Disk space skew	Less than 15%	Severe skew occurs during operator computing or data spill to the disk. The workloads will be unevenly distributed on DNs, resulting in high disk usage on a single DN and affecting performance.	Check and handle table skew by referring to Table Diagnosis.	20%	Disk skew causes CPU, I/O, and memory skew, which affects the overall cluster performance and may cause the disk of a single DN to be full.	Handle table skew by referring to Table Diagnosis.

GaussDB(DWS) Performance Management Scenarios and Suggestions

This section introduces common performance management scenarios and offers suggestions. During service rollout and routine O&M, you need to thoroughly assess the performance capacity to avoid overloading the cluster.

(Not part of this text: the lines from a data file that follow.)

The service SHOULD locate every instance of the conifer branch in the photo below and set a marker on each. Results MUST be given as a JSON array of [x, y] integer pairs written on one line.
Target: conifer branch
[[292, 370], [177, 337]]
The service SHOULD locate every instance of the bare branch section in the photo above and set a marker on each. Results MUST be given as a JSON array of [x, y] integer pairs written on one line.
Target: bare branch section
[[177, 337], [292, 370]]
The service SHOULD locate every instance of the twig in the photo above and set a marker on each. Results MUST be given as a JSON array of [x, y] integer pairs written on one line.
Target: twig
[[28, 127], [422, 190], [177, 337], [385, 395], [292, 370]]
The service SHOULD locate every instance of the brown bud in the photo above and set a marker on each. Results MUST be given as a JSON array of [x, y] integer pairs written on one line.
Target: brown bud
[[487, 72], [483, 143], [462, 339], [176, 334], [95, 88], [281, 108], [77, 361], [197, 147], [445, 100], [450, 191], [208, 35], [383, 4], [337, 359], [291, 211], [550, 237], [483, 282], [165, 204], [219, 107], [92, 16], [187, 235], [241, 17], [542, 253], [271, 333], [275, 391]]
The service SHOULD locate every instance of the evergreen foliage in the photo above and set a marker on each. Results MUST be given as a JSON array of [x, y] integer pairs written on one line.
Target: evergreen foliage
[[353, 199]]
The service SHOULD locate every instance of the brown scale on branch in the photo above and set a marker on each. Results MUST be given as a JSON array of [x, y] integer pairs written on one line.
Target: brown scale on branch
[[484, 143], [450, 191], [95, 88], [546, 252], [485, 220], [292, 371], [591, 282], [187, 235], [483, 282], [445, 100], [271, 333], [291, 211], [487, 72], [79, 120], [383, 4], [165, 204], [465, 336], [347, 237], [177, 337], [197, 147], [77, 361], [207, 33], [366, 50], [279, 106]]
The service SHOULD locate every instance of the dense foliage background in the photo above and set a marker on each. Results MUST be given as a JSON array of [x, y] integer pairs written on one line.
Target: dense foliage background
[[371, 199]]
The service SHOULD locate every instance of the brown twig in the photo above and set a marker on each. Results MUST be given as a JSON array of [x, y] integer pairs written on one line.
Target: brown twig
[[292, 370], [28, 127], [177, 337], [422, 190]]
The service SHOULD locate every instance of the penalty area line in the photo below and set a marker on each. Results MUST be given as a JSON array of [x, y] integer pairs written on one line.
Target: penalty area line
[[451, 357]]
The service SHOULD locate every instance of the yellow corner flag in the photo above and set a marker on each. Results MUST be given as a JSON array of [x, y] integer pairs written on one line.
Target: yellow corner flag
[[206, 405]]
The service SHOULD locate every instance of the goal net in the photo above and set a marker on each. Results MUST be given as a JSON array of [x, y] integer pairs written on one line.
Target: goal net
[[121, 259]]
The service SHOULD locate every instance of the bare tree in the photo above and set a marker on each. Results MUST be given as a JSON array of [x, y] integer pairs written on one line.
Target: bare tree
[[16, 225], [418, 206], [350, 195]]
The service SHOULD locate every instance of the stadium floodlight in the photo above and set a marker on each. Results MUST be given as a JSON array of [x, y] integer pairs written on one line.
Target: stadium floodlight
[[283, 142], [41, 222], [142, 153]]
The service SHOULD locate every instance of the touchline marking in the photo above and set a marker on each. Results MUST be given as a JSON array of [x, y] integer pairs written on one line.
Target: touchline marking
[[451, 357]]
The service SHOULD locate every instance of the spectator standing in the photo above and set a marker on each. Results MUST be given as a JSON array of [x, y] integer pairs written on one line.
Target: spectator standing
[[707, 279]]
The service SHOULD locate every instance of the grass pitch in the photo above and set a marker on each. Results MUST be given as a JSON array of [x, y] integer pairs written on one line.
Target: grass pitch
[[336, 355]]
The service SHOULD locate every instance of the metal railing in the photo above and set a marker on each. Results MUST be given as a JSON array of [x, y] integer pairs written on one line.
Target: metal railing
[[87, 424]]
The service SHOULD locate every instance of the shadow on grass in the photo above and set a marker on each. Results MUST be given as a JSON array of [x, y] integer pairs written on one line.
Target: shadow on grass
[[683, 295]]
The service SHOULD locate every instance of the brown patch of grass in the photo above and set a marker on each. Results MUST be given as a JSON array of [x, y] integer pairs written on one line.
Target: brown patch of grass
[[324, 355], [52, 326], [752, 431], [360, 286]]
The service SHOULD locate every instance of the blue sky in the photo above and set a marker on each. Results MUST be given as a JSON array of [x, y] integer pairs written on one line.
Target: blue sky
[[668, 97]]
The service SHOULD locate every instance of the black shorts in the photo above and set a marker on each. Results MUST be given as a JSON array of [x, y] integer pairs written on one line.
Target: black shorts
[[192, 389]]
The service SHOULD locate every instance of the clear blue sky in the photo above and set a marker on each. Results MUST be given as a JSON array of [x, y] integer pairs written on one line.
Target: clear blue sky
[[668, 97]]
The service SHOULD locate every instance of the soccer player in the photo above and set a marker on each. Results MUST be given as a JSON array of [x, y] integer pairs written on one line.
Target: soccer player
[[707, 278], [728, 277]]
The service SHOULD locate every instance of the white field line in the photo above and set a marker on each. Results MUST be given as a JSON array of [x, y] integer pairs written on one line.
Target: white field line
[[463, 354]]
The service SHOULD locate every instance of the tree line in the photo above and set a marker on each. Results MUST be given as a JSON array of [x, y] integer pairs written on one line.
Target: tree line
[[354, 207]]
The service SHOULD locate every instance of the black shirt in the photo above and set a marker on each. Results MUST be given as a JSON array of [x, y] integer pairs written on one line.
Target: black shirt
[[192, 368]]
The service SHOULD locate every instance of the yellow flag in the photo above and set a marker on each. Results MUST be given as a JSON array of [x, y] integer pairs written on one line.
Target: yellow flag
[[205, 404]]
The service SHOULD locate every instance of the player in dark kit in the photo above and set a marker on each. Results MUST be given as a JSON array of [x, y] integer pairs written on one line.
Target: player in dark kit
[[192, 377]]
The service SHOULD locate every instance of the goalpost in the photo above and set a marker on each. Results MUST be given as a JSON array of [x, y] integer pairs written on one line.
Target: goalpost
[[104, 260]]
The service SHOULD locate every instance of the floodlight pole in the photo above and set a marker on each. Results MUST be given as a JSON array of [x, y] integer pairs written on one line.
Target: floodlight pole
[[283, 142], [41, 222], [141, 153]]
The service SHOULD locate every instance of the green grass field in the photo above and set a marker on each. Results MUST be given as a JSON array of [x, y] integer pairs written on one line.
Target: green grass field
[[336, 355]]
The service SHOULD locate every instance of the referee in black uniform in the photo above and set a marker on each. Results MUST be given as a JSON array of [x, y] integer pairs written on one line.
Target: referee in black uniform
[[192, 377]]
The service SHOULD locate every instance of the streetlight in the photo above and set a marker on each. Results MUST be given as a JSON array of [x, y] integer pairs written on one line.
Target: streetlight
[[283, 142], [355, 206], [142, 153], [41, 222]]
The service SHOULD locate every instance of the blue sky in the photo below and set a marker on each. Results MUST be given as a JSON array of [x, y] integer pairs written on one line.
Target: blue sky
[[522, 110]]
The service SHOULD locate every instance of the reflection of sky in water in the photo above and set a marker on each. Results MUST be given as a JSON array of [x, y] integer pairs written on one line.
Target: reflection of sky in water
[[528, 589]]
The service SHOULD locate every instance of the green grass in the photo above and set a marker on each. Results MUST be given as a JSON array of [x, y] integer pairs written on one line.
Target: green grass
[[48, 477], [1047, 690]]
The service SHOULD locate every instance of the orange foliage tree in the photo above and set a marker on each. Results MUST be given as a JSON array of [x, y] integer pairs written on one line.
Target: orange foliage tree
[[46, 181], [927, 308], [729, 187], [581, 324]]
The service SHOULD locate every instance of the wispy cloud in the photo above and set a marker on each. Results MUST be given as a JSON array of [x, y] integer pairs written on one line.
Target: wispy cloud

**Table 2** Performance management scenarios
Scenario	Performance Risk	Evaluation Method	Suggestion
New cluster rollout	The performance and capacity of the new cluster are uncertain before the service rollout, and there is a possibility that they may not meet the requirements.	Before launching the service, conduct a pressure test on the cluster. Both the new and old clusters should be operational for at least one service period. It is necessary to thoroughly test key services and links for performance metrics such as QPS, latency, maximum concurrency, and maximum response time. This will ensure a comprehensive evaluation of the performance and capacity of the new cluster.	Implement dynamic resource management and allocate service resource pools accordingly by referring to GaussDB(DWS) Resource Load Management. Configure exception rules in advance and configure circuit breaker parameters.
New service rollout	Resource preemption may arise, impacting existing services in the cluster. If new services are executed concurrently and consume resources improperly, it can result in resource overload and a decline in overall performance.	Conduct a thorough test on the new service in a test environment. Based on the test results, estimate the CPU usage, execution time, and number of concurrent services. Analyze the execution plan for the new services to ensure optimal performance.	Roll out a cluster only when the cluster's performance capacity is sufficient. Isolate new services with resource pools. Configure circuit breakers appropriately according to the test results and produce a rollback solution to swiftly revert services in the event of a fault.
Flexible query performance management	There are different types of SQL statements that offer flexibility in querying, but their execution efficiency and resource consumption can vary significantly. In extreme cases, a slow SQL statement can negatively impact the performance of the entire cluster.	To address this, you can gather statistics on CPU usage, memory usage, execution time, and the number of concurrent queries. For details, see Real-Time Queries.	For users who frequently use flexible queries, allocate them to separate resource pools that are independent of other services. This allows for better CPU and memory resource management. To promptly handle slow SQL statements, configure exception rules and circuit breakers. Remember to follow the Liebig's Law of the Minimum when granting permissions to these users. The administrator account should not be used as the primary account for flexible queries.
Inventory business increase	As services grow and more data is generated, the cluster's resource usage increases. If the cluster resources are not managed promptly, there may be a risk of overload.	Collect statistics on various metrics like dirty data, skew rate, ANALYZE time, number of partitions, and resource consumption of inventory services on a regular basis.	Inspect the cluster weekly, clearing dirty data from tables with a high dirty page rate, and performing ANALYZE on tables that have not had their statistics collected in a timely manner.